Currency exchange
Dan and Ann have 9 and 8 coins respectively. What is the smallest number of coins they must swap so they end up with equal amounts of money.
Problem
Dan has nine 20p coins and his sister Ann has eight 50p coins. What is the smallest number of coins that must change hands so that Dan and Ann end up with equal amounts of money?
If you liked this problem, here is an NRICH task which challenges you to use similar mathematical ideas.
Student Solutions
Answer: 5 coins
The difference between the amounts
Dan: 9$\times$20p = £1.80
Ann: 8$\times$50p = £4.00
Difference: £2.20
Half of £2.20 = £1.10 needs to change hands (from Ann to Dan)

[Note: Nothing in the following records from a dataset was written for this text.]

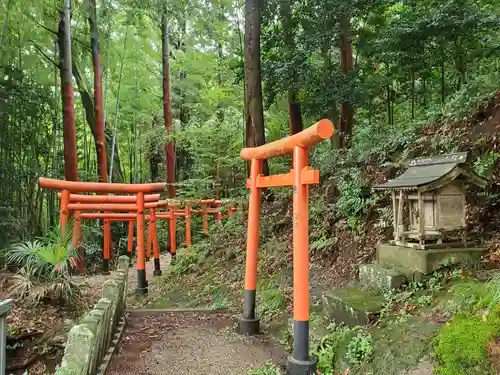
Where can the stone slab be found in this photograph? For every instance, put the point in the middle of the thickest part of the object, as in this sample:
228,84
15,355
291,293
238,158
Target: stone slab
379,277
352,306
427,261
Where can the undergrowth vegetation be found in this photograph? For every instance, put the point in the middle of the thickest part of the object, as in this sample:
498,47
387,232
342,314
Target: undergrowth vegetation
44,269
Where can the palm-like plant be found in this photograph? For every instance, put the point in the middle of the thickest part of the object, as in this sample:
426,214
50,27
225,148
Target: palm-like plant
44,271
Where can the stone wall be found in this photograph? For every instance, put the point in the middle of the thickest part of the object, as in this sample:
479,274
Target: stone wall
90,341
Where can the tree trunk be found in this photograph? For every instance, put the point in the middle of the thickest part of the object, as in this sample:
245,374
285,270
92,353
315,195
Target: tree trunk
294,110
254,116
64,39
88,106
114,143
413,95
346,64
167,110
100,139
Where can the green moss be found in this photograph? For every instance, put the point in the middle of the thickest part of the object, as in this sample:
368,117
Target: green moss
399,346
360,300
461,345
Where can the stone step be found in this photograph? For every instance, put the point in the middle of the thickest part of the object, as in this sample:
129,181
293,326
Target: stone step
380,278
352,306
426,261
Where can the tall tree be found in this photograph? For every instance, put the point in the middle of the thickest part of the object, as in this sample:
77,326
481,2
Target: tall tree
69,133
347,66
167,108
254,111
100,139
289,27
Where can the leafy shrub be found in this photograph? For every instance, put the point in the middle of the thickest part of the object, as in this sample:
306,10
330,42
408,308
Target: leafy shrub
353,200
92,245
461,345
44,269
190,259
359,348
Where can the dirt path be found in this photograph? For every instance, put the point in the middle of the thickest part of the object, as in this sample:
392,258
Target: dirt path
188,344
185,343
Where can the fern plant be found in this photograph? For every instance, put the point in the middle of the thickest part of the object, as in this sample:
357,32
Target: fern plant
43,269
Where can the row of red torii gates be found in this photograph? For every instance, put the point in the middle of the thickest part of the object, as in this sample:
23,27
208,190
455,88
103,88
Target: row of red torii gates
122,208
133,200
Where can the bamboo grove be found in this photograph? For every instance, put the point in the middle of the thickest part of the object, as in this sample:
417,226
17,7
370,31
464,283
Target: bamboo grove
172,90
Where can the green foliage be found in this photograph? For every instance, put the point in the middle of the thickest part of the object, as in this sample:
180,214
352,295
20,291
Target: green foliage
269,369
359,348
190,259
328,347
485,164
92,245
353,200
44,269
461,345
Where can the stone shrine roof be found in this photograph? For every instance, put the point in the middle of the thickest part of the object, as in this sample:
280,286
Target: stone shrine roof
429,173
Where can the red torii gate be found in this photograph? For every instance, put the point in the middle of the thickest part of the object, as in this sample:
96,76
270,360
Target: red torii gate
300,177
138,207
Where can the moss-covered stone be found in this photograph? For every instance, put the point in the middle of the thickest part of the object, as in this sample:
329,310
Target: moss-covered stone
352,306
397,347
379,277
426,261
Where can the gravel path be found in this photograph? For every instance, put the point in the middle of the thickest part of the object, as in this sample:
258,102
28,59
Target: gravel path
188,344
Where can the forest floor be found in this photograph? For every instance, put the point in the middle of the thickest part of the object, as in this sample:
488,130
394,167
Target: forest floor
190,344
37,334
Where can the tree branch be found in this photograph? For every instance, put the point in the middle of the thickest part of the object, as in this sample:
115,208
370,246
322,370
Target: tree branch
39,49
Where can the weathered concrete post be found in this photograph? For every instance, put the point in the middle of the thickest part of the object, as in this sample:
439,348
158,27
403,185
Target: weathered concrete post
5,307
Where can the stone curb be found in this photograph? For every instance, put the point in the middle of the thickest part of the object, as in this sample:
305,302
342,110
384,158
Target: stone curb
91,343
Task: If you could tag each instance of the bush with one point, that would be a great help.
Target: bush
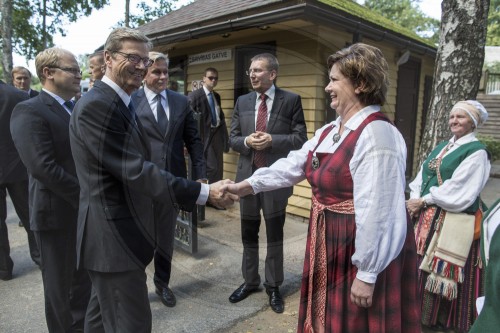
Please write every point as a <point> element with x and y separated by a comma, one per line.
<point>492,145</point>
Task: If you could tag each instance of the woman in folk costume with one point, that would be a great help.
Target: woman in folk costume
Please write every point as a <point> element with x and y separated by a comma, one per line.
<point>360,270</point>
<point>450,180</point>
<point>488,319</point>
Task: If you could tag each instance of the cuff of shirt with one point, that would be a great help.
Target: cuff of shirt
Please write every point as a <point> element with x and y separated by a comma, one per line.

£1.10 = 50p + 3$\times$30p $\rightarrow$ not OK because Ann has no 20p s to give to Dan
£1.10 = 3$\times$50p $-$ 2$\times$20p $\rightarrow$ 5 coins exchanged
Finding the total amount of money
In total, Ann and Dan have 180p + 400p = 580p, so they need to end up with 290p each. Therefore Dan needs to receive at least three 50p coins from Ann to have enough money. Then Ann has 250p, so she needs at least two 20p coins from Dan, at which point they have 290p each. Therefore, at least 5 coins must change hands.
Algebra
Suppose Dan gives Ann $x$ $20$p coins and Ann gives Dan $y$ $50$p coins. Then Dan has $(180-20x+50y)$p and Ann has $(400-50y+20x)$p.
We need $180-20x+50y=400-50y+20x$, which is the same as $10y-4x=22$, that is $5y-2x=11$. The solution to this equation which minimises $x+y$ is $x=2$, $y=3$, so the smallest number of coins that must change hands is $5$.